Which is how I wound up enjoying a pleasant nap in the shade under an overpass while the Milkbear sat beside me, inert and inoperable and bereft of fuel.

But! When I signed up for Milkbear's insurance I got the roadside protection, so a guy named Jonny showed up after a bit with fresh gas for us and I was on my way, out just $6.50 for the gas.

I know some things about myself, since I'm old and I've had plenty of years to get used to me. One thing about me is, I'm clumsy and careless and maybe not the sharpest knife in the drawer, so I've learned always to get insurance because if there is a thing I will break it and if there is a necessity I will skip it, e.g., phones or refueling. At the bank the other day they offered me a credit card with a surprisingly reasonable rate, and I slapped the poor accounts guy before I torched the place and ran away screaming because I know how the Billy-with-a-credit-card story ends.

More adventure: about ten miles out of San Antonio the Milkbear started feeling funny, sort of pulling unevenly under acceleration. So I pulled over and sure enough the chain was crazy loose, sagging way down past where it should have been sagging. No problem, I know about tightening a chain so I did but when I got to the hotel it was back down where it was before.

Dang it.

So now I'm like the big man at the all-you-can-eat buffet, where the proprietors shudder when he stops in, except the big man is me and the buffet owner is my insurance company.

Because I'm killin' 'em with the roadside assistance.

I mean sure I paid for my new chain but the labor? And the tow to the cycle shop? Why thanks Progressive that's very nice of you! I'll go pick it up tomorrow, and Justin the valet guy said I can park the Milkbear right up front, for free.

What else? Death Valley is astutely named, that's for sure. I don't know the exact temperature when I rode through it but the number I made up at the time was 117 degrees.

Celsius.

About every mile there was a stain on the shoulder that you could tell was a burnt car, and there were CalTrans signs all over the place about Turn Off Your A/C! and Drink Lots Of Water! and The Talking Lizards Are Probably Hallucinations!
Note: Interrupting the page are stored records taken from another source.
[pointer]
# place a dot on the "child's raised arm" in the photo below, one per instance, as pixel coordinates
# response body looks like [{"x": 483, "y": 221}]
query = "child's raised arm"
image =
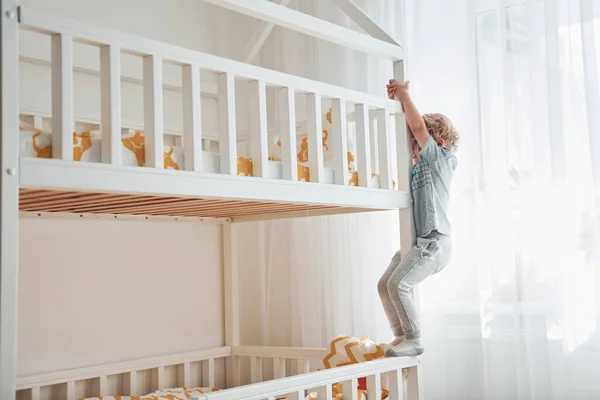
[{"x": 413, "y": 117}]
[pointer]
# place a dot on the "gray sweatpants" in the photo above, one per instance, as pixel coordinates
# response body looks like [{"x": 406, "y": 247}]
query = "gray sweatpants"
[{"x": 430, "y": 255}]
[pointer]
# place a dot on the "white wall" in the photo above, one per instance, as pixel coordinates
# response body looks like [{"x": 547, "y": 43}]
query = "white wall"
[{"x": 100, "y": 291}]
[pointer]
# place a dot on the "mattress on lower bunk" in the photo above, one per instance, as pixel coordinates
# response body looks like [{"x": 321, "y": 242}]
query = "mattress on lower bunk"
[{"x": 87, "y": 147}]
The rest area was like a dry ice factory, with steam pouring out of everyone's open hoods. It was worth it though, for the looks I got from people double-taking at my bundled-up self. I wanted to strip off my riding gear so bad and mail it the hell home but without it I'd have been dehydrated and burnt to a crisp.
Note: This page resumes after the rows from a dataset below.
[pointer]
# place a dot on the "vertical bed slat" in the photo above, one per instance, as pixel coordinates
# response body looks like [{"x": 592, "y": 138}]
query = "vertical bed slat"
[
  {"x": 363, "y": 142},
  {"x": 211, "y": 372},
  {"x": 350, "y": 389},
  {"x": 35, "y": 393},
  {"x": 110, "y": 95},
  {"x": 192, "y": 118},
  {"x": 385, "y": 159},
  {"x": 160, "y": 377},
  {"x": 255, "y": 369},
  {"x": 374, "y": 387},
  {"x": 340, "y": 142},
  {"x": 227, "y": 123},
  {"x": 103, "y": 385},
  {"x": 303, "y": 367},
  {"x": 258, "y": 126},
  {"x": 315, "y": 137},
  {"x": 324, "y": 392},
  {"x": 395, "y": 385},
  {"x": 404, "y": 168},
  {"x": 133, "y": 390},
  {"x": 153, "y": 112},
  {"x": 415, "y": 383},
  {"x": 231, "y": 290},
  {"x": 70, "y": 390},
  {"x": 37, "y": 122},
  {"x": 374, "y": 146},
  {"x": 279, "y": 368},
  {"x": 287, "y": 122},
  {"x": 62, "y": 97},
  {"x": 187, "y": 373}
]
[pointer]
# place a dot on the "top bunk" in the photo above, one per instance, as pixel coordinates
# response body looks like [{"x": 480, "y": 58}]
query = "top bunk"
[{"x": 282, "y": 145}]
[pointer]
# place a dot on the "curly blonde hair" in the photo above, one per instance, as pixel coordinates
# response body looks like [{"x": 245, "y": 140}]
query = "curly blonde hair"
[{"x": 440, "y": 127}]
In Arizona the temperature lowered a little but it was still hot. In Tonopah, where I stayed the first night out from L.A., the overnight low was 97. The next day I ran into one of those giant dust storms, which took my visibility down to about 20 feet and heeled the bike over so far I thought I was going to wreck but I didn't. But it only lasted for a few miles and then it rained, which was so nice I wanted to cry. Seriously on a ride like that, after miles and miles of unthinkable heat, a quick shower followed by a good 50 miles of high-speed evaporative cooling is about as close as we can hope to come to nirvana.

So now I'm here, at the conference, and there's not much else to report. All the good-looking teachers have off-putting hardware on their ring fingers, and although I've been getting more than my share of flirty looks from the wives of all the wealthy Mexican industrialists here at the hotel, which wives are uniformly hotter and more dreamy than you can imagine, the thought of what that could lead to is like someone walking on my grave. So I got nothin', sadly.

This isn't the final post, although we're close. I'm not home yet, and plus I'd like to do a quick review of what gear worked and what didn't, and plus I'm sure there are some stray observations I can dredge up, and besides I might take a side-jaunt to Austin on the way back home.